One of the attendees was Dominique Dunne's mother Ellen.  (Dominique would have been 52 now. Next year will be the 30th anniversary of her death.)
Ellen Dunne died in 1997 and this was a decade earlier than that and she was already extremely frail and wheelchair-bound. She must have been a great beauty in her youth and even pain-ravaged and grief-stricken, she had an immense presence.
I sat through the meeting, listening to the parents tell their stories and listening to the Attorney General try to deflect their anger.  "The man who killed my son did five years," one man said. "Why shouldn't I kill him?  I can do five years standing on my head." The room was  not with the AG when he pompously suggested that would be a bad idea.
I was not a great crime writer and this experience was actually the one that soured me on reporting news. I switched to features and then I switched to fiction and I've never really looked back.
But that doesn't mean I don't love true crime.  I'm not as avid about it as my friend Berkeley, but a well-written crime story is a thing of beauty.  And the queen of that is ...

EDNA BUCHANAN.  Edna Buchanan wrote for the Miami Herald and covered thousands of crimes.  She was tough, smart, and savvy.  And she was GLAMOROUS.  Even now, as a woman of une certain age, she's got it going on. 

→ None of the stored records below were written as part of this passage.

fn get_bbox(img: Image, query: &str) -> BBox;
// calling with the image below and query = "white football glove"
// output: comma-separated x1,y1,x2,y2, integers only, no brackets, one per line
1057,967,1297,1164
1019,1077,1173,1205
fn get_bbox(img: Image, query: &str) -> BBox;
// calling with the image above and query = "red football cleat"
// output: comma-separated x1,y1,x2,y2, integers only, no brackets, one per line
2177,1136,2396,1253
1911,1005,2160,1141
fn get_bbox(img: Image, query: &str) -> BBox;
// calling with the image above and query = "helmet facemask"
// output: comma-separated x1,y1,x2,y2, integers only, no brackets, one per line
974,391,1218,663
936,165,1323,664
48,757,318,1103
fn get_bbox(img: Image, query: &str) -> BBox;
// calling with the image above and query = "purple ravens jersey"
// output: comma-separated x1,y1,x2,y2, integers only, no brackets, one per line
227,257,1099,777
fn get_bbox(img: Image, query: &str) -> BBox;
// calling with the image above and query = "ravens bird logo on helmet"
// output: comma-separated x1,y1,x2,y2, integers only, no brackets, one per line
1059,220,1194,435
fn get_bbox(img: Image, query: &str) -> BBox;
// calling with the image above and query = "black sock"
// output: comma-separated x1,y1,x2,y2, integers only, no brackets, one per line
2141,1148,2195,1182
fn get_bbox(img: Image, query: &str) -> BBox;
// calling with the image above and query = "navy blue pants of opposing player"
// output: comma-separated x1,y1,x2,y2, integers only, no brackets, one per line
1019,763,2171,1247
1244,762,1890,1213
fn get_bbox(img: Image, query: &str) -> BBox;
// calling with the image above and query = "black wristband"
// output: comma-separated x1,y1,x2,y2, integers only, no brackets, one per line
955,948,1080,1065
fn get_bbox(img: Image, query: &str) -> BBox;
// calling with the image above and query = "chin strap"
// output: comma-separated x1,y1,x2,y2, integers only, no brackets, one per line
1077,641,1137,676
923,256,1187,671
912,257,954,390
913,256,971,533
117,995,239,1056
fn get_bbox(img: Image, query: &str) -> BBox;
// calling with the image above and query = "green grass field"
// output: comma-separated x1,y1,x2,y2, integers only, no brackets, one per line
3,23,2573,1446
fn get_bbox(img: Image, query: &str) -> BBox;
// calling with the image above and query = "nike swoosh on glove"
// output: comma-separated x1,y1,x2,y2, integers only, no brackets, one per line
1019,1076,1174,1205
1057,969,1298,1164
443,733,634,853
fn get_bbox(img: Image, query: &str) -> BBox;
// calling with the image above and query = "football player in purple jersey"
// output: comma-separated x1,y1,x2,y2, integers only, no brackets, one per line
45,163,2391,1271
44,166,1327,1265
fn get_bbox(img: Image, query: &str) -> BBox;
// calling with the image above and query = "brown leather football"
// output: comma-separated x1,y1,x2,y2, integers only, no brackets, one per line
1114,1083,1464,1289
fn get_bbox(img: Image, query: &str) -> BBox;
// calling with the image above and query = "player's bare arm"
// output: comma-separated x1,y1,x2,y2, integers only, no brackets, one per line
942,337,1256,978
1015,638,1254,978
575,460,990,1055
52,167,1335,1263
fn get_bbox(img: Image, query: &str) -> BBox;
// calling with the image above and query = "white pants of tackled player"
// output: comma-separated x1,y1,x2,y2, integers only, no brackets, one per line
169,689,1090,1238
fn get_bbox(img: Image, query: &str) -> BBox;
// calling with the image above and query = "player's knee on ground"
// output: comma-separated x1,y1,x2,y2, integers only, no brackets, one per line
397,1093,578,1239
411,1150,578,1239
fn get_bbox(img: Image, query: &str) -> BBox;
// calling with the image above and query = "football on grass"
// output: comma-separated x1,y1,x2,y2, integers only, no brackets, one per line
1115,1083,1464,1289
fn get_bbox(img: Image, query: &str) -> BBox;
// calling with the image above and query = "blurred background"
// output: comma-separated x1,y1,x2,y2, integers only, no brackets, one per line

She won a Pulitzer for general reporting in 1986 and a slew of other awards for both her crime reporting and her fiction. I've never read any of her novels but I loved both The Corpse Had a Familiar Face and Never Let Them See You Cry, her memoirs about working the crime beat. The late, great Elizabeth Montgomery starred in several television movies based on these non-fiction books and she copied Buchanan's signature look of touseled hair and big sunglasses. (See the above photo.) You can download Buchanan's short story "Red Shoes" from Mary Higgins Clark's mystery magazine here

The second crime writer I adore is Ann Rule, who is probably the queen of true crime. The first book of hers I read was The Stranger Beside Me, a very personal account of working with Bundy at a hotline and realizing he was a serial killer. Her books practically fueled a cottage industry for television movies and one, Small Sacrifices, about a mother who murdered her children, starred Farah Fawcett.  (It's absolutely unbelievable that when listed the top ten books about psychopathic killers, none of Ann Rule's books were on the list. In fact, there wasn't a woman on the list. Seriously?)
Kate Summerscale is an English journalist who occasionally writes about crime. Her book The Suspicions of Mr. Whicher or The Murder at Road Hill House reads like fiction--finely crafted characters, absorbing plot, taut atmosphere. The crime of the title took place in the 19th century and the detective in question ultimately suffered for his near-obsessive pursuit of justice.
Sue Russell's book Lethal Intent, about Aileen Wuornos, is riveting stuff and so is her earlier book on the same subject, Damsel of DeathJeanine Cummins' book A Rip in Heaven is an account of a horrific crime that involved her brother Tom. He and two of his cousins were assaulted one night on a bridge. The cousins were raped and thrown off the Chain of Rocks Bridge outside St. Louis.  Tom survived.  The story of the aftermath is almost as horrifying as the event itself.
This week's news accounts of the legal battle of the "West Memphis 3" is the conclusion to the story chronicled in Mara Leveritt's book The Devil's Knot. It the decision to free the three convicted killers of a trio of Cub Scouts left you feeling a little queasy, read her book and see just how badly the evidence was handled and how the three men were convicted because they "looked good" for the crime. It's an intense story.